Note from Brussels by Petros Fassoulas Secretary General of European Movement int. : The proposal for a new settlement for the UK within the EU.

By Brexit and Grexit

Note from Brussels – The proposals for a new settlement for the UK within the EU.

The President of the EU Council has written to heads of state and government with his proposals for a new settlement for the UK within the EU. They are the outcome of intense diplomacy between the UK, the EU institutions and fellow member states.

Mr Tusk’s proposals address the four areas in the UK’s current membership terms which the British Prime Minister highlighted as in need of reform.

In broader terms the draft deal represents a compromise, which includes the following:

-The right to ban EU citizens from claiming in-work benefits as soon as they move to the UK. The ban can last up to 4 years and it can be triggered only when extraordinary circumstances occur.The UK (or any other member state) will also have the right to restrict free movement in case “the conduct of an individual poses a present threat to public policy or security”.
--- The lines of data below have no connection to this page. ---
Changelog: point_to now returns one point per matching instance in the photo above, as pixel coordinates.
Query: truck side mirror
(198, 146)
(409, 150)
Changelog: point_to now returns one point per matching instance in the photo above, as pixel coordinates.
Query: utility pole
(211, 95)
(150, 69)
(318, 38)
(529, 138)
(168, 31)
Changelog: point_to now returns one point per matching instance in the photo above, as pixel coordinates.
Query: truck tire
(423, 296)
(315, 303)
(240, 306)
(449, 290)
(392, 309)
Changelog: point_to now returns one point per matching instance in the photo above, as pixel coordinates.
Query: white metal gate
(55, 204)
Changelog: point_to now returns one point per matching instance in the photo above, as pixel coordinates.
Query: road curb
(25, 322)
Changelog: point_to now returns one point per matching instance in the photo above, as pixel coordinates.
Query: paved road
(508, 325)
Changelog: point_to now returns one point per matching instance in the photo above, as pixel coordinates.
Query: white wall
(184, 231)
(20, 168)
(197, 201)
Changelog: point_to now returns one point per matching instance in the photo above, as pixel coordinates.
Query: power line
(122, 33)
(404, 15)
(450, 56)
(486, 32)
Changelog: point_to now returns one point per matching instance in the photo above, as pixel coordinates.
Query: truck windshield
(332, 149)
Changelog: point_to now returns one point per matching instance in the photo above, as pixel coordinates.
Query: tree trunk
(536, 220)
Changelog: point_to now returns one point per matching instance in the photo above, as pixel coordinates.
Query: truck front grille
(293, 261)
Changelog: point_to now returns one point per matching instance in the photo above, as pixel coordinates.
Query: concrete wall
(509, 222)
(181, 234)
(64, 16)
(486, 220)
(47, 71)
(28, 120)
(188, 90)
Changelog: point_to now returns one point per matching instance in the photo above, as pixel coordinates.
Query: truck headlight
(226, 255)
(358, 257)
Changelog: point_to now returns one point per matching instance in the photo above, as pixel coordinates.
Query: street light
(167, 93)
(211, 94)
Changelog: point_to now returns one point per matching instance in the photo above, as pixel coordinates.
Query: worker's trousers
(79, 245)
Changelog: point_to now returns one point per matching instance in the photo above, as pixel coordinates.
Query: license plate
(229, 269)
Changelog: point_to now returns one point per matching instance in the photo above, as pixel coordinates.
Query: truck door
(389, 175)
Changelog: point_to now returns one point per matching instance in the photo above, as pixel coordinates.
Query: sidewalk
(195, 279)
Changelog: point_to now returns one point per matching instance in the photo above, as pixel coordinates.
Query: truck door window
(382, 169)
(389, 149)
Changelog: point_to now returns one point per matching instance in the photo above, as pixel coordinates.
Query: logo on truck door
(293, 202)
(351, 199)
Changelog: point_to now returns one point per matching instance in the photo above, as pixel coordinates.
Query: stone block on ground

-A mechanism to “facilitate the coexistence” of euro and non-euro countries within the single market. This does not constitute a veto but allows the UK (or a group of non-eurozone EU member states) to request that legislative proposals which cover the Eurozone but affect the single market be escalated for political discussion at the European Council.

-The recognition that the EU is a multi-currency union.

-An opt out from “ever closer union” and a recognition that the UK “is not committed to further political integration into the EU”.

-A commitment to increase efforts to enhance competitiveness and an annual audit of EU regulation to reduce red tape and minimise unnecessary EU level interventions.

-A right for national parliaments to block EU legislative proposals, as long as 55% support such a move.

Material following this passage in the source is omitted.